Sunday, October 02, 2005

Democracy in Deutschland (addendum vier)

Germany still hasn't sorted out the results of last month's federal election. (I wrote about it here, here, here, and here.) Preliminary results from the postponed election in one of Dresden's districts show Angela Merkel's Christian Democrats ahead of Gerhard Schroeder's Socialists (SPD), but coalition negotiations will continue next week regardless of the outcome there.

There was initially talk of a red-yellow-green "traffic-light coalition" of the SPD, the Free Democrats (FDP), and the Greens, as well as of a black-yellow-green "Jamaica coalition" of the CDU-CSU, the FDP, and the Greens, but it seems that the Greens and the neo-liberal FDP are reluctant to form a government together as junior partners in any such coalition.

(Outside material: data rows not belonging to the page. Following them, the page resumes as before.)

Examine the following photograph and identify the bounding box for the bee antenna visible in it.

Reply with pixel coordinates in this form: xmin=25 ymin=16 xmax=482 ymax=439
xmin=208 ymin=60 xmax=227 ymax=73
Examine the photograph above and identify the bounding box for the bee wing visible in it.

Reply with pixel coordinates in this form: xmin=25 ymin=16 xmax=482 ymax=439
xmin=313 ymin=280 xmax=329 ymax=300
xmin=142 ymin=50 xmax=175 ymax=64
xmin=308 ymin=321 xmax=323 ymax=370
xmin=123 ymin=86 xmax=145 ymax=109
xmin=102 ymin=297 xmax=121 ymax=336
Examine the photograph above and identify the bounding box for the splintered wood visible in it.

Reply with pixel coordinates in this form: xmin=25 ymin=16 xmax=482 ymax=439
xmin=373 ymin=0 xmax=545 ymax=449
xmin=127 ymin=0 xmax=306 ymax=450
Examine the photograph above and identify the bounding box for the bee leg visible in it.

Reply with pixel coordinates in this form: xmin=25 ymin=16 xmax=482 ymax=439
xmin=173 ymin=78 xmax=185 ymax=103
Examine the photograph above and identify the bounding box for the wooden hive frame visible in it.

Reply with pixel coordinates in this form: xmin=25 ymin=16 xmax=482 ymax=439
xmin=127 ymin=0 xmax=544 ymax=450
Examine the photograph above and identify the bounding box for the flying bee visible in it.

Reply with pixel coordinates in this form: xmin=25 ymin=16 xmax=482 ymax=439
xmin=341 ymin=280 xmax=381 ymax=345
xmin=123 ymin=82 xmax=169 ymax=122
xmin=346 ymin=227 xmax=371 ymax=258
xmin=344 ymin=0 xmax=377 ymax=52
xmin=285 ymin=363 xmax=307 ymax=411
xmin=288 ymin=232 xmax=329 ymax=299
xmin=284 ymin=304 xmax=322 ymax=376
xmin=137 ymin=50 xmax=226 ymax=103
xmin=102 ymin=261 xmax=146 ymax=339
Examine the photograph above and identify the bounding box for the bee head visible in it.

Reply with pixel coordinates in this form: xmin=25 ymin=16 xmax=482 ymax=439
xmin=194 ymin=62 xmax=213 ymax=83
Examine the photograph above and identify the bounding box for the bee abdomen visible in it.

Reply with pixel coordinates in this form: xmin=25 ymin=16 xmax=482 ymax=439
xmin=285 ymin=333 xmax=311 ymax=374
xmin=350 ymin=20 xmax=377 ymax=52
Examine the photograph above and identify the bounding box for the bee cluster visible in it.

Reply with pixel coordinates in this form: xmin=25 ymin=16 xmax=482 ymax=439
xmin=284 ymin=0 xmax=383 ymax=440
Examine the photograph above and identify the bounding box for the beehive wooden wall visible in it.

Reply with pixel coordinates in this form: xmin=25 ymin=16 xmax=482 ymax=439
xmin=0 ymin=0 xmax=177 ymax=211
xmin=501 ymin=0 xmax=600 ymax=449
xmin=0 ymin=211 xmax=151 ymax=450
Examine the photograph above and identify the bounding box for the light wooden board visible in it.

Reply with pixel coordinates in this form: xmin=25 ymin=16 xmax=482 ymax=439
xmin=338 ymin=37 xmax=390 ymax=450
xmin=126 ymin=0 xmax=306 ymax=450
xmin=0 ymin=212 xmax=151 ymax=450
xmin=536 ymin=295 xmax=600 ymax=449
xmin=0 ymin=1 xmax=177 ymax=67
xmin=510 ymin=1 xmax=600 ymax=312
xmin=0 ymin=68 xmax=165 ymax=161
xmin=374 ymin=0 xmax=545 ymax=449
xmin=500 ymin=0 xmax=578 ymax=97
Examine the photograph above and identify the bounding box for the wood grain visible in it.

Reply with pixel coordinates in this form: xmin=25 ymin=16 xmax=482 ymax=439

It now look more likely that the two major parties will form a so-called "grand coalition," though it remains to be seen whether Merkel or Schroeder, or someone else, would become chancellor under such an arrangement. There are rumours that Schroeder is set to resign, but Merkel also has her detractors in the CDU and the CSU (the CDU''s Bavarian sister party), especially after her party's poor showing in the election after leading so formidably in the polls leading up to it.

However, a red-red-green SPD-Left-Greens coalition is still possible, assuming that Schroeder recants on his promise not to negotiate with the Left Party (a union of left-wing SPD dissenters and former East German Communists). So, too, is a CDU-CSU/FDP minority government, or, less likely, an SPD/Greens one. So, too, however, is another election -- neither a "grand coalition" nor a minority government would likely last long.

See here for an excellent analysis of the election's aftermath, "a race to self-destruction".

I'll write more when there are further developments.